I think you are confused though ;-) There is no renaming -- x=1, then x=2. Nothing was renamed. x wasn't renamed, it is still variable x. 1 and 2 wasn't renamed, it is still 1 and 2 (could have been a map, or list for example). So what do you think was renamed there?
> You're referring to static single assignment.
No, I am referring to immutable variables. Variables are not changing, they are immutable in Erlang. In Elxir variables change, they can be assigned different values later in a function. If that is not a change i.e. a mutation I don't know what is.
We love this stack, and dailydrip and elixirsips have helped us get a lot of the knowledge we have. Josh does an awesome job at explaining the technology in a step by step fashion that is both concise and easy to understand.
They're both very functional, but it's an interesting matchup given that Elm is very strongly typed and (according to my understanding) Elixir is totally dynamic. For those who are developing with both, I'd be interested in hearing if there's a reason why types would be more useful on the client than the server or whether there's another motivation for those particular choices.
Also, Elixir community... there seems to be a paucity of awareness of Dialyzer and Typespecs. Perhaps they could be more prominent? They're included in the reference docs, but not really so much in a way that indicates what they are or how one would use them when writing their own software in Elixir.
There are many, many classes of problems that can be discovered before they're discovered at runtime. It's made a little harder in Elixir-land due to limited Map support in Dialyzer and Map usage being extremely common in Elixir code, but still spec'ing your functions is a good practice and habit to get into anyway.
Erlang 19's included Dialyzer improves the scenario of type-checking maps in useful ways. Namely that now you can represent an empty map, an arbitrary map of any type, and a partially arbitrary map which must include certain key type and value type associations but is not limited to those. Which leaves out one representation which is a map which includes and only includes a specific set of key type and value type associations.
Erlang 18's Dialyzer has basically just #{} =:= map() which is equivalent to the union of #{none() => none()} and #{any() => any()}, so it was basically a giant escape hatch in the type-checking system, and thus not particularly valuable.
Looking forward to a pending change in laxness as a result of the coming changes in 19. :-)
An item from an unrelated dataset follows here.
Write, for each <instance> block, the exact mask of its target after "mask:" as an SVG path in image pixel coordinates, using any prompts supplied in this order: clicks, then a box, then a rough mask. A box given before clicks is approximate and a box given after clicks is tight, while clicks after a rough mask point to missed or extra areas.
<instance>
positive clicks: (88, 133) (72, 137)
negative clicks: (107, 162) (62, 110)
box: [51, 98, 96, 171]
I think the static/dynamic client/server split is more coincidence than brilliance.
Elm and Elixir are like two neighborhood kids growing up together as best buddies. They are both new, functional, webby languages with communities that are very friendly and very interested in inventing new ways to make programming better. It's natural that both groups would be excited about working together.
I'm glad to dive in. On the client, fault tolerance is basically not a concern of mine. On the server, it's the most important concern. I find it more useful to think of Elixir as a highly concurrent language built for fault tolerance, where Functional Programming was a necessary requirement to get there. Jose has a great post on this here: http://blog.plataformatec.com.br/2016/05/beyond-functional-p...
What makes Elm + Phoenix so good together? I use Elm professionally and love it, but a back end is a back end. Is the love just "I really like Phoenix?" The way people talk about it makes it sound like it is uniquely suited to Elm, which I don't understand.
With such high praise, I would expect the language to be more popular. What's with the disconnect? My hypotheses:
1) There are no unhappy users because unhappy users just don't use it. 2) HN goes easy on technological curiosities, saving harsh criticism for large projects that deserve it 3) While there may be a widespread lovefest for Elm, there is too much momentum behind current technologies.
Any other thoughts as to what the disconnect is? Moreover, how do we get to a world where the webstack we all use is "a great little webstack"?